Les dépenses par habitant consacrées aux médicaments en Suisse ont augmenté de près de 20 % ces six dernières années. Des modèles de prix pour les médicaments onéreux doivent être de plus en plus mis en œuvre à l’étranger, et donc aussi en Suisse, pour permettre la fixation de prix économiques. Et demain ?
Près de 900 francs par habitant sont dépensés chaque année en Suisse pour des médicaments. (Image: Keystone)

Quel peut être le prix d’un médicament remboursé par l’assurance-maladie en Suisse ? On pourrait généralement penser : autant qu’à l’étranger ou que pour des médicaments comparables.

En Suisse, la fixation du prix des médicaments (hors génériques) se base pour moitié sur la comparaison avec les prix pratiqués à l’étranger et pour l’autre moitié sur la comparaison thérapeutique avec les produits utilisés pour traiter la même maladie[1]. La comparaison avec les prix à l’étranger prend en considération le prix moyen d’un médicament dans neuf pays européens : l’Allemagne, l’Autriche, la Belgique, le Danemark, la Finlande, la France, la Grande-Bretagne, les Pays-Bas et la Suède.

Cette formule a bien fonctionné pendant des années, les différences de prix par rapport à l’étranger étant relativement faibles – à l’exception des génériques. Selon l’enquête annuelle de Santésuisse et d’Interpharma publiée en 2021, les prix des médicaments protégés par un brevet dans les neufs pays de référence ne sont en moyenne que de 6,9 % inférieurs à ceux pratiqués en Suisse.

Toujours plus de prix indicatifs


Mais cette comparaison avec les prix en vigueur à l’étranger est-elle vraiment pertinente ? La réponse est plutôt décevante : ni la Suisse ni les autres pays ne le savent exactement. En effet, une pratique de fixation des prix au moyen de conventions supplémentaires (« contrats d’accès au marché ») s’est imposée au niveau international, notamment pour les médicaments onéreux et générant un chiffre d’affaires élevé. En d’autres termes, les entreprises pharmaceutiques négocient avec les organismes compétents des modèles de prix comprenant des rabais confidentiels.
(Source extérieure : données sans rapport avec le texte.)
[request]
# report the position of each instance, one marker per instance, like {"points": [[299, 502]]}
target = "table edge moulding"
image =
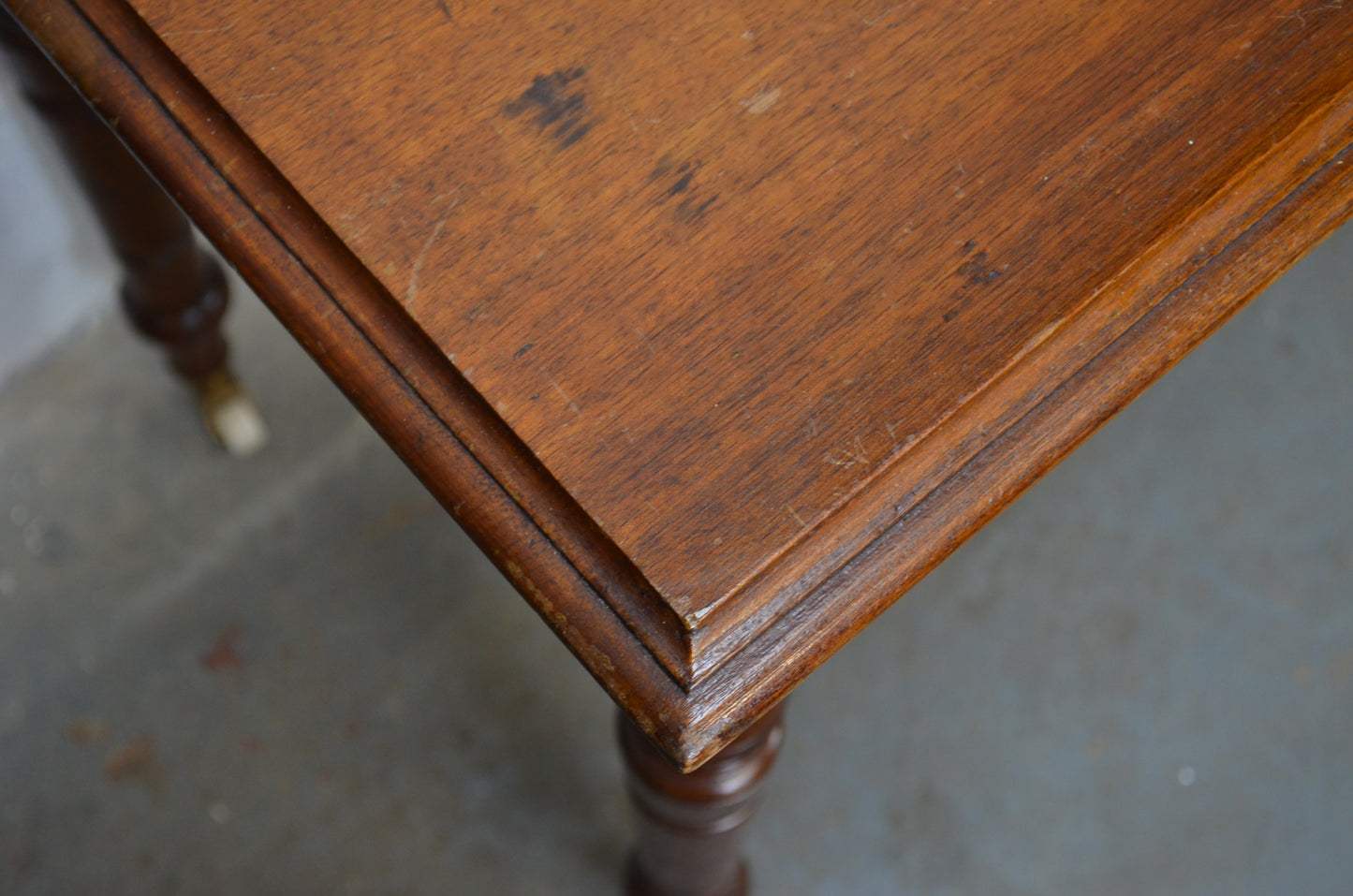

Il arrive donc souvent que le prix publié par les pays de référence et pris en compte par la Suisse pour la comparaison avec l’étranger ne corresponde pas au prix effectivement remboursé dans ces pays. Vingt-quatre pays européens sur 28 se basent eux aussi sur la comparaison avec les prix en vigueur à l’étranger pour fixer les tarifs. Comme chaque pays mène des négociations confidentielles sur les prix effectifs avec l’industrie pharmaceutique, seules les entreprises pharmaceutiques connaissent les prix effectivement remboursés dans chacun d’entre eux.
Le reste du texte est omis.